Tuesday 16 May 2023

Chorlton in two World Wars

Celebrating peace on Halstead Avenue, 1945
“Tonight I will go to sleep knowing that everyone I love will be safe.”

Even now that one line entry in a diary has a profound effect on me.

It was written in the late evening of May 8th 1945, at the end of the first day of peace in Europe.*

For some it had been a riotous night of fun, dancing and abandonment, for others a time of quiet reflection on the cost of six years of a hard war.

I don’t know what my parents and grandparents did on that night.  Nana I expect spent some of it thinking of her son who was buried in a cemetery in Thailand and must also have wondered what her native Germany would be like.

She had been born in Cologne a city which like so many was now a desert of rubble, wrecked streets and shattered lives.

Granddad no doubt was in a pub while mum and dad would have been celebrating in their different ways.

It is of course an event fast fading from living memory and will soon join the experiences of those who lived through the Great War as a piece of history only now visited through the films, books, memorials and personal accounts of that earlier conflict.

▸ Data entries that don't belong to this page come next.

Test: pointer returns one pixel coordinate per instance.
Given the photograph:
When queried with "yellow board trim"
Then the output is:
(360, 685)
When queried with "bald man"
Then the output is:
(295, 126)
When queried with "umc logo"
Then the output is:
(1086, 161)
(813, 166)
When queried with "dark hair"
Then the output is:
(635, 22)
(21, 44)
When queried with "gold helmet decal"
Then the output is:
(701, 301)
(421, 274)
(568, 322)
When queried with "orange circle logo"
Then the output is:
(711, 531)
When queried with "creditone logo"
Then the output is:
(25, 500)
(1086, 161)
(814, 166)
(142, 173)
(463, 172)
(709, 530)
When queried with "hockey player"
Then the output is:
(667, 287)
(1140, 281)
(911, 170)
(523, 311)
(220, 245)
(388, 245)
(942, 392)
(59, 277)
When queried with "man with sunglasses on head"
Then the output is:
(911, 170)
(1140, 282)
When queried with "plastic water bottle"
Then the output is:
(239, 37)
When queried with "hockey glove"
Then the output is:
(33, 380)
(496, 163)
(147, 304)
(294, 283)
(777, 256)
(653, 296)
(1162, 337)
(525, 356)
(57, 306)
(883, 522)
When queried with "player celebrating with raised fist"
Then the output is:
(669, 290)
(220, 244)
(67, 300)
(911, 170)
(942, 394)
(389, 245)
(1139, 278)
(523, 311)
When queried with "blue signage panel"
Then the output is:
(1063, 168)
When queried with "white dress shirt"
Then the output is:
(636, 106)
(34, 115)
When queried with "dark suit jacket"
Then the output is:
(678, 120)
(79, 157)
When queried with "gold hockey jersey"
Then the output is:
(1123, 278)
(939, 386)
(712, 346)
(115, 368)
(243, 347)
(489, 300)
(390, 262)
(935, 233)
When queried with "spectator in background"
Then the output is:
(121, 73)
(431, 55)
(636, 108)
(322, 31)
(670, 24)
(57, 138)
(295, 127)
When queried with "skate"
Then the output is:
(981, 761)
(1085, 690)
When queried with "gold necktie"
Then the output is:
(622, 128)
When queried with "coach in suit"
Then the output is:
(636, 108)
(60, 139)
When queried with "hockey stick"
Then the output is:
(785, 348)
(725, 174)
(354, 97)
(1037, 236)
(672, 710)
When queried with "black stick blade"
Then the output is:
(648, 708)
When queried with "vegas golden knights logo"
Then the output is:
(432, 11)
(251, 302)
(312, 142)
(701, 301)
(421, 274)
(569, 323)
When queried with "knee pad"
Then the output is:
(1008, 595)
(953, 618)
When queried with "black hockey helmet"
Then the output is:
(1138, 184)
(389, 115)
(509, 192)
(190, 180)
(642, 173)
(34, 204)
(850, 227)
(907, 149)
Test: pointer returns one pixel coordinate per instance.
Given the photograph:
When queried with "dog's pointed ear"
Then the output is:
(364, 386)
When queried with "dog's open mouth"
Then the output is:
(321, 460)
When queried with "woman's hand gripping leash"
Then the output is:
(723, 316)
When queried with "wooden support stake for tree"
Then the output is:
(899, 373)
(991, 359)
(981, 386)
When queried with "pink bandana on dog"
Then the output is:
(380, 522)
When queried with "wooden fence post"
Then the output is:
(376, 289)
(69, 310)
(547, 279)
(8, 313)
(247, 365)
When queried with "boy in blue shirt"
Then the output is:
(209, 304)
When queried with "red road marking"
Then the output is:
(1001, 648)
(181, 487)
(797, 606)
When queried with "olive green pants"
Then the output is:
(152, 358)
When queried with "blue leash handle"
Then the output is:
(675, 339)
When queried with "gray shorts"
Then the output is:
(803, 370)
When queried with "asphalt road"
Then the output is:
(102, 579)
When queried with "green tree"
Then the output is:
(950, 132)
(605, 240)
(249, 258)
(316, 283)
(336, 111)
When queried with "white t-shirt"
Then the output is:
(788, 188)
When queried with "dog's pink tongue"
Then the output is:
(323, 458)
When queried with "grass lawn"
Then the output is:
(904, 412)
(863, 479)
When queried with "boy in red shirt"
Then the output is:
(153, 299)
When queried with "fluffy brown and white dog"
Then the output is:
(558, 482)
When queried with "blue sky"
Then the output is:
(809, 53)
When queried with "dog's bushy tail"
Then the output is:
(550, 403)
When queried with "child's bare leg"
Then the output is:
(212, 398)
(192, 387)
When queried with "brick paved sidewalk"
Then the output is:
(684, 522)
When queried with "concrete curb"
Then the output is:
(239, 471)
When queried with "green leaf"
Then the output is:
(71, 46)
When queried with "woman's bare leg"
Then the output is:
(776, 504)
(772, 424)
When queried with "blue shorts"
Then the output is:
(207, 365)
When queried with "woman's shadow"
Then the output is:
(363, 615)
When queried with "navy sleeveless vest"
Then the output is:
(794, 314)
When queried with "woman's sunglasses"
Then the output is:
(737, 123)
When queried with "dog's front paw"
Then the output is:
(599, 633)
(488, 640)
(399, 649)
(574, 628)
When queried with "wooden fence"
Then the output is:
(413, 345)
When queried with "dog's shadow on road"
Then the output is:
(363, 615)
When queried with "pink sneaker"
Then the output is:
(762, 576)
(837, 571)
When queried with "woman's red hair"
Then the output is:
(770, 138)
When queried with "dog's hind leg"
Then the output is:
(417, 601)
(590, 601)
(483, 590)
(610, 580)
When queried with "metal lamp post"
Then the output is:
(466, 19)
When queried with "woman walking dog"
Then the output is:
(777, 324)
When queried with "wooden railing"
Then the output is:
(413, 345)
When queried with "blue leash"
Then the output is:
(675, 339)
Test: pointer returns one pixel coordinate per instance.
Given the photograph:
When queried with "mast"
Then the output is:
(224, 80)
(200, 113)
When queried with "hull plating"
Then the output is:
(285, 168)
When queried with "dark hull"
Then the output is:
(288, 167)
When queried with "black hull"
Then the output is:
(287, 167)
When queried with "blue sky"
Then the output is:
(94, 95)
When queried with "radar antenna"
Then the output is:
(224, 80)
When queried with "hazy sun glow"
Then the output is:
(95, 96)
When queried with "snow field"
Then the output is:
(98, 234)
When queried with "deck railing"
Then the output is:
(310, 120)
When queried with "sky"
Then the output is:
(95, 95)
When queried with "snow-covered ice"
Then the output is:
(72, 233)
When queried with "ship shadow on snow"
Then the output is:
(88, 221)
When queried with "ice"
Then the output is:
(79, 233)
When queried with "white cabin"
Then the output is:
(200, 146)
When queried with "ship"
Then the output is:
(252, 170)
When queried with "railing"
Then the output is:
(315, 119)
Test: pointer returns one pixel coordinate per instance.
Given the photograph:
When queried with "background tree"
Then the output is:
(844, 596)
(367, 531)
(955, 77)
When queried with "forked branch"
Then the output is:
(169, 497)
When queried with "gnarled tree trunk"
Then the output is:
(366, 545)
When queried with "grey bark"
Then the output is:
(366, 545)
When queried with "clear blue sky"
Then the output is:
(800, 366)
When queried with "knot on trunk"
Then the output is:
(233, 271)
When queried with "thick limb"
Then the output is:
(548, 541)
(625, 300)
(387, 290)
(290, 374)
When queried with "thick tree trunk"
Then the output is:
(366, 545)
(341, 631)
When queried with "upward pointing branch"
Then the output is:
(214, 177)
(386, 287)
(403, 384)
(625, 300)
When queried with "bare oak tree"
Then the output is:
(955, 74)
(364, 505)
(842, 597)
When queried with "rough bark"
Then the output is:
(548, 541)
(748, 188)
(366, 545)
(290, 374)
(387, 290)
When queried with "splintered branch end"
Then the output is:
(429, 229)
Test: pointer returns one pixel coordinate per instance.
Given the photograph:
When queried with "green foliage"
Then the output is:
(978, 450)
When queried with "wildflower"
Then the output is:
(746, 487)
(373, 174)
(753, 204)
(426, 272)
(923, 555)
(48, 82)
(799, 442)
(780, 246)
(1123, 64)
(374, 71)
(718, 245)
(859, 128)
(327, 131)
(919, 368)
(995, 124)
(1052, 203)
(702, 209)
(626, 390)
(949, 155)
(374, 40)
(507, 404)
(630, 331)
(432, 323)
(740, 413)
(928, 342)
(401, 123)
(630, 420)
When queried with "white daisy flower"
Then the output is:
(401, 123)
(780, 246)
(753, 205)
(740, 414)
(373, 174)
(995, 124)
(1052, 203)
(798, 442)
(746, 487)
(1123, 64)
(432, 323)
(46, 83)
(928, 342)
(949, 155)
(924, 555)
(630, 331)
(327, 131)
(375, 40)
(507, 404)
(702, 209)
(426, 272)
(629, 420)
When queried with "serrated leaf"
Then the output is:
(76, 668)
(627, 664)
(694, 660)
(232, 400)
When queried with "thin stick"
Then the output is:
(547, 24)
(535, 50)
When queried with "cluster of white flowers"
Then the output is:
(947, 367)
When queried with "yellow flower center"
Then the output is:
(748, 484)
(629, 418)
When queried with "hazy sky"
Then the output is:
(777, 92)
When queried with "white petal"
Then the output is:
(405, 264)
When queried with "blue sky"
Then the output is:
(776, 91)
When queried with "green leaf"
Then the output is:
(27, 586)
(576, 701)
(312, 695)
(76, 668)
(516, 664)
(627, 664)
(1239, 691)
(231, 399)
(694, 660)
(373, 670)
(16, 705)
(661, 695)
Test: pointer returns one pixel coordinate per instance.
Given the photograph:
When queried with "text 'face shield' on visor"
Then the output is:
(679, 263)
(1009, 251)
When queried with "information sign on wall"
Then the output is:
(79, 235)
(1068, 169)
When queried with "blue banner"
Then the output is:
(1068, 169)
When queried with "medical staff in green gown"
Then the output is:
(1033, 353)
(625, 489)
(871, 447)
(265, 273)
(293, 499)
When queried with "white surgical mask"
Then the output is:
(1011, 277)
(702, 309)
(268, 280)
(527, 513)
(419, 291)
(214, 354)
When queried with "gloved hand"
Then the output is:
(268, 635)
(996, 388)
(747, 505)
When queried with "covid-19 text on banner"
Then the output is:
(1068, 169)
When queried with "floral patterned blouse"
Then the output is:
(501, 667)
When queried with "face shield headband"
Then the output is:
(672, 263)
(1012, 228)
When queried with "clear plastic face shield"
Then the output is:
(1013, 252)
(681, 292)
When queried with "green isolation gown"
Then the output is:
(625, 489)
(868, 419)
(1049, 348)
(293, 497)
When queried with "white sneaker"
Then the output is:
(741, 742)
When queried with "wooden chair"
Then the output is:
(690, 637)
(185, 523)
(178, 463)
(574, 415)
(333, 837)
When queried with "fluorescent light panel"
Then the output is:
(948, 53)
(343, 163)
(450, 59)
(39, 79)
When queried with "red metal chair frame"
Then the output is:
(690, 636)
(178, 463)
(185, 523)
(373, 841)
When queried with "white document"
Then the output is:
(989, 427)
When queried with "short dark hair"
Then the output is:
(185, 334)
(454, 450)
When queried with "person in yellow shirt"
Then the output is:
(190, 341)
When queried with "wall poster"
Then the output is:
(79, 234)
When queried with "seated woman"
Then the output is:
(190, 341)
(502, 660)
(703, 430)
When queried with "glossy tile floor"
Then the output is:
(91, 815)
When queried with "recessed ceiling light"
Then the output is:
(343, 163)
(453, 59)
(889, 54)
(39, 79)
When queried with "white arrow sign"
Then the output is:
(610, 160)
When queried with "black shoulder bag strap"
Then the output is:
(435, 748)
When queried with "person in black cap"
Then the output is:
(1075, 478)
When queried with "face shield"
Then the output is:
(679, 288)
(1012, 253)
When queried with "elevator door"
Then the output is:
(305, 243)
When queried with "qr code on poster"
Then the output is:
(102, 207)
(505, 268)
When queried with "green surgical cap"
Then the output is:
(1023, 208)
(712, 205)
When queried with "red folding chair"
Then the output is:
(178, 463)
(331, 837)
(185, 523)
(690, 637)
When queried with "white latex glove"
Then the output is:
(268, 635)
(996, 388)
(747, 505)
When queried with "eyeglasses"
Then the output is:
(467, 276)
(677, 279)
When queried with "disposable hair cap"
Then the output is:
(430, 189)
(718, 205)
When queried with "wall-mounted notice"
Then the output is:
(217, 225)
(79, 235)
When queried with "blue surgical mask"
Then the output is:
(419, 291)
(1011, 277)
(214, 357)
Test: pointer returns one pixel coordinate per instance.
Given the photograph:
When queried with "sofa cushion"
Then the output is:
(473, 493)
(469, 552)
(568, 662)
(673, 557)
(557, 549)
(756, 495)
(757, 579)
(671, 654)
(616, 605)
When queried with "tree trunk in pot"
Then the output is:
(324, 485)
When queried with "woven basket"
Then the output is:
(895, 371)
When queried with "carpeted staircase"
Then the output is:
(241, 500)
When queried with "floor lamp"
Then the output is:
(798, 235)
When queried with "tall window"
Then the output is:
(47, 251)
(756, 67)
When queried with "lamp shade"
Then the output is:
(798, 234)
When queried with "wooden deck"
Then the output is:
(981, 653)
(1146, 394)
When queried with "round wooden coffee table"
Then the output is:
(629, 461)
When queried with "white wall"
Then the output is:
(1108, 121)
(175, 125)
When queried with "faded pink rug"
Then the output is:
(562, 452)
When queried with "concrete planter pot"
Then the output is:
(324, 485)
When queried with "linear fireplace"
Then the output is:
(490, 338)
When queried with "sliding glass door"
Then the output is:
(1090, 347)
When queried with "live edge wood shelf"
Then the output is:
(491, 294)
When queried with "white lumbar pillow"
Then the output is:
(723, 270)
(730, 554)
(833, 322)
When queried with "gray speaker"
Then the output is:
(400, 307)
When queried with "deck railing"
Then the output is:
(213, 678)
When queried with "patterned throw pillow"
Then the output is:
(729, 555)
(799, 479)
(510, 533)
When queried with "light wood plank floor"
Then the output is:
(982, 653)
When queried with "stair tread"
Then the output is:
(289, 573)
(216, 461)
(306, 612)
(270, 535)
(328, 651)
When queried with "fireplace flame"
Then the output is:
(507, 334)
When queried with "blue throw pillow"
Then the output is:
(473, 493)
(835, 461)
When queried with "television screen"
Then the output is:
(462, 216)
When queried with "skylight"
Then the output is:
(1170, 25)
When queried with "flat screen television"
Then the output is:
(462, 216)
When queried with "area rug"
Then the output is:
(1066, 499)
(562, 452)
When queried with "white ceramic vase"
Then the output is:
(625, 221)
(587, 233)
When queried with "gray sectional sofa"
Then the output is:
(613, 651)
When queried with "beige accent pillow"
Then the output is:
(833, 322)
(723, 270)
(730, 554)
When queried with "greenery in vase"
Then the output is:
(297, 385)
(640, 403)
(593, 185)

And our Red Cross Hospitals have done just that but between 1914-18 there were two of them  here in Chorlton operating from the Baptist and the Methodist Sunday Schools and others in Whalley Range.

Silver cup presented by recovering wounded soldiers  1917
Many local people supported them and hundreds of wounded soldiers spent time recovering from battlefield wounds and diseases caught while in action.

We have the names of some who worked in the hospitals, letters written by the troops and this silver cup.

The inscription reads, Presented to the Wesleyan Church by the Wounded Soldiers of the Wesleyan School Hospital Xmas 1917.

Location; Chorlton

Pictures; Victory street party, Halstead Avenue, courtesy of Tom Turner from the Lloyd collection, and the silver cup from a picture in the collection of Philip Lloyd

*Of course it would be another four months before Japan surrendered and the fighting was truly over.